But Mamata goes a step further. Expletives are employed not just in private but also in public. Take for instance her “speech” at a public rally in Jalpaiguri in north Bengal on December 4, 2014. Fulminating against the CPI(M), which had moved the Prime Minister’s Office while seeking a full and honest probe into the Saradha chit fund scam in which several of her party colleagues are allegedly deeply embroiled, Mamata let loose a volley with which many Bengalis, regardless of their social station, are familiar with.
Her allusion to “bamboo” being shoved up “our backsides”, complete with the accompanying hand gesture, left little to imagination. The rustic in the Jalpaiguri crowd regaled as she went after the CPI(M).
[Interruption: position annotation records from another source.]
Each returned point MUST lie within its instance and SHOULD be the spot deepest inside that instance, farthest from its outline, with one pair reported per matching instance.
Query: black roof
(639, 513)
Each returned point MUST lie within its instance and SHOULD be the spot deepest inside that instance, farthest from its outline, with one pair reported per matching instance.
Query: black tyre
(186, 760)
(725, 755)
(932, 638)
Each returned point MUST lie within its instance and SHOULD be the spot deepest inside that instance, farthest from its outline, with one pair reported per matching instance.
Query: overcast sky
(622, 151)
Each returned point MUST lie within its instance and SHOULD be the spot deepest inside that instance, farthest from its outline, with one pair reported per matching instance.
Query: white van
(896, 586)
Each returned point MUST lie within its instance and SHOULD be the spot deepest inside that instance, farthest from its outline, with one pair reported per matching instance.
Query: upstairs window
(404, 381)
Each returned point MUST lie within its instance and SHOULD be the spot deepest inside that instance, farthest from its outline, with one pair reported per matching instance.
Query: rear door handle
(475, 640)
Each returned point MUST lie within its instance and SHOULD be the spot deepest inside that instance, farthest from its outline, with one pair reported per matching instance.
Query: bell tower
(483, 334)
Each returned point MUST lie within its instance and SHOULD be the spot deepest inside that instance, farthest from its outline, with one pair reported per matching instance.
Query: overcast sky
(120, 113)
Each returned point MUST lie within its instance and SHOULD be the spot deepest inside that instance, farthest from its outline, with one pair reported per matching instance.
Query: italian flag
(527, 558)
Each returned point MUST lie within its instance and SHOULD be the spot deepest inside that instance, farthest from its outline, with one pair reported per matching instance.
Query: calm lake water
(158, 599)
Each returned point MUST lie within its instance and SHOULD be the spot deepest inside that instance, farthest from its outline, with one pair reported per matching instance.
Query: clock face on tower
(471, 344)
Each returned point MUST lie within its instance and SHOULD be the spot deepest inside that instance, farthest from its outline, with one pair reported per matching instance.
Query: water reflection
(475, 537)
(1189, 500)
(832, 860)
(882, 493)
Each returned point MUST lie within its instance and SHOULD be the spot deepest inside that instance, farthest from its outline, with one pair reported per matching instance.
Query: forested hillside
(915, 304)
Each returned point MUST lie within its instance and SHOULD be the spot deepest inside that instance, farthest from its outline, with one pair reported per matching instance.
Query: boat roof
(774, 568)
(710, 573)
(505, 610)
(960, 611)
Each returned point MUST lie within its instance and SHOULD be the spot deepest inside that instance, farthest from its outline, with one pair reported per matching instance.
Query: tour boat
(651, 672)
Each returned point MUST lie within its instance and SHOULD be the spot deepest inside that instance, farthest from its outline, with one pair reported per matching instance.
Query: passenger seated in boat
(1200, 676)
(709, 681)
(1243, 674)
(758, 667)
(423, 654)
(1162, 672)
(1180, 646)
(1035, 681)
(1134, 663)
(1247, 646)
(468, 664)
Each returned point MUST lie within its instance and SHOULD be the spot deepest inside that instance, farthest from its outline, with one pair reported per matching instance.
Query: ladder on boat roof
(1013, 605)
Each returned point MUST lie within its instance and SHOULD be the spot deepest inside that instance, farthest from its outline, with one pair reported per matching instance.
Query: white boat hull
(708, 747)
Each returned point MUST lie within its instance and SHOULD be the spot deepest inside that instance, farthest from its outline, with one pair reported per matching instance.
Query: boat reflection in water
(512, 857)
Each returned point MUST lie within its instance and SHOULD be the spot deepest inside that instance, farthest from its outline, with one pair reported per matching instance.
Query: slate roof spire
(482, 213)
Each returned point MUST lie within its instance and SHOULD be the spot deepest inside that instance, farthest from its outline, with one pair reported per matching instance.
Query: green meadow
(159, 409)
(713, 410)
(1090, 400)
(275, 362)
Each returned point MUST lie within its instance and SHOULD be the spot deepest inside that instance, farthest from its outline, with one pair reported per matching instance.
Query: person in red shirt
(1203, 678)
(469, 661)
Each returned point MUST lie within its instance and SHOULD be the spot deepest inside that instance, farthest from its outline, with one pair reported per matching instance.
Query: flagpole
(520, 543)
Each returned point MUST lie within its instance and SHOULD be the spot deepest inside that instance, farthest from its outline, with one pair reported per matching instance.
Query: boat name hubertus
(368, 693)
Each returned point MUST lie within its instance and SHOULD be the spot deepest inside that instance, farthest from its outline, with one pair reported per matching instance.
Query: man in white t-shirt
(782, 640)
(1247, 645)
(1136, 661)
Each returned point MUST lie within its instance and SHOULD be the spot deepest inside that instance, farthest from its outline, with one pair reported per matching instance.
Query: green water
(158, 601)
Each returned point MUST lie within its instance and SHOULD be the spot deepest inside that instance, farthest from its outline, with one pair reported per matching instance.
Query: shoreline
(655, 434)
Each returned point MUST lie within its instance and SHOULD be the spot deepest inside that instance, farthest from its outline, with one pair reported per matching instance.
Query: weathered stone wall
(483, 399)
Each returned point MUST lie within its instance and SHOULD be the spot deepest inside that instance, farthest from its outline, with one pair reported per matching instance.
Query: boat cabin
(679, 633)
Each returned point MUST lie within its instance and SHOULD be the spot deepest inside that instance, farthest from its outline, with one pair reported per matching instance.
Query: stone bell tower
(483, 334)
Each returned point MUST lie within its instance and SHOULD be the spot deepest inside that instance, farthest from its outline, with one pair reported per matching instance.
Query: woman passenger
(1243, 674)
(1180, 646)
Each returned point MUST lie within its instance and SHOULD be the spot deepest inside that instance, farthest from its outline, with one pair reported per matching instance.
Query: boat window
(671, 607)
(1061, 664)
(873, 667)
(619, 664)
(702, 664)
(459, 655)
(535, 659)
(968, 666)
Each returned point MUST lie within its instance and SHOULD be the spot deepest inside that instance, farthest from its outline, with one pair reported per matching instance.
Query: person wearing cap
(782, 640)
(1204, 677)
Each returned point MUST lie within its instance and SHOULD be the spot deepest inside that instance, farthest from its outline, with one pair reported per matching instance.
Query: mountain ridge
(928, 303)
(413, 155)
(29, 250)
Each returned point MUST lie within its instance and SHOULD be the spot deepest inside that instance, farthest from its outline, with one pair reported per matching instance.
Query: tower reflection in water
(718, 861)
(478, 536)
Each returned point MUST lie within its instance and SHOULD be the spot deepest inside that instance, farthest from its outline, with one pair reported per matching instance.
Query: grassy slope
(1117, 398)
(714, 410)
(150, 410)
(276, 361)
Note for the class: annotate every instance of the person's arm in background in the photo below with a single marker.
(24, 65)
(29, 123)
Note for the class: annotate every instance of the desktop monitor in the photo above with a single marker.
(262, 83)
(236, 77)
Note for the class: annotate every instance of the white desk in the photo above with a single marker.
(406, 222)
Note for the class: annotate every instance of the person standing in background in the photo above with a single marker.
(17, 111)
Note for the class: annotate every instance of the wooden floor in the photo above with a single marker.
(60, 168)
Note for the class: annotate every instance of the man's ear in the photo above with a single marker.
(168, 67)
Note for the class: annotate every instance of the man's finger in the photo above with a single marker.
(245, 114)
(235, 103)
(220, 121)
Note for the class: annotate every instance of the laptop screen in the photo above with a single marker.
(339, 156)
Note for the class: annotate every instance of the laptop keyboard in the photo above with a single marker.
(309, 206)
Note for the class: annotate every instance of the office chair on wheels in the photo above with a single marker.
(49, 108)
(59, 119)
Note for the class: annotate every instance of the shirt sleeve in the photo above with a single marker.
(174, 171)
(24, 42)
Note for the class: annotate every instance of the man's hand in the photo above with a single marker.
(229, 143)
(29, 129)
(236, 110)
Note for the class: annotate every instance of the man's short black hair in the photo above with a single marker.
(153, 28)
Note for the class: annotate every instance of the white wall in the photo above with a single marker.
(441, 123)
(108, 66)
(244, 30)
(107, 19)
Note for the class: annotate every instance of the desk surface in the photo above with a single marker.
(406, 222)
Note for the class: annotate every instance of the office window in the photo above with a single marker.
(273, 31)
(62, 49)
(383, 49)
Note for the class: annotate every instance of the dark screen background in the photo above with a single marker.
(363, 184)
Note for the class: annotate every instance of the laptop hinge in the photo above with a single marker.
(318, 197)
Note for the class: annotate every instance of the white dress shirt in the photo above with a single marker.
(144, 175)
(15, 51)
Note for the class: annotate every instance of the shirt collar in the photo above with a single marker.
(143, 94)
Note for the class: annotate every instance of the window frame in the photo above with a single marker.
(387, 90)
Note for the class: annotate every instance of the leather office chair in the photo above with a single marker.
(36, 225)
But in Kolkata, genteel Bengalis were horrified at the public use of coarse and unrefined language said to be unbecoming of a woman chief minister.
Cut to May 1, 2016. Campaigning in Chandipur in East Midnapore, the red bastion she stormed in the wake of the March 2007 Nandigram police firing in which 14 persons lost their lives and sunk the CPI(M)’s fortunes four years later, Mamata’s uninhibited articulation, equating the state and Kolkata police with “pimps” (dalal) siding with the CPI(M), the Congress and the BJP, was vitriol. Of course, she was quick to add, much in the fashion her party storm-troopers, toughs and the neighbourhood mastaans, that she would settle scores alright.
There was more. “The manner in which central police forces were deployed in Kolkata for the conduct of polling (on April 30), it is in one word chyangramo (impish),” Mamata said, crudity laced with ordinary Bengali. In a comment, Ananda Bazar Patrika, the much-respected Bengali daily, wrote recently that “we find it distinctly uncomfortable that Mamata Bandyopadhyay the chief minister, the politician and the ordinary lady could employ such language.” The newspaper went on to warn that people often lose their common sense when the end is near.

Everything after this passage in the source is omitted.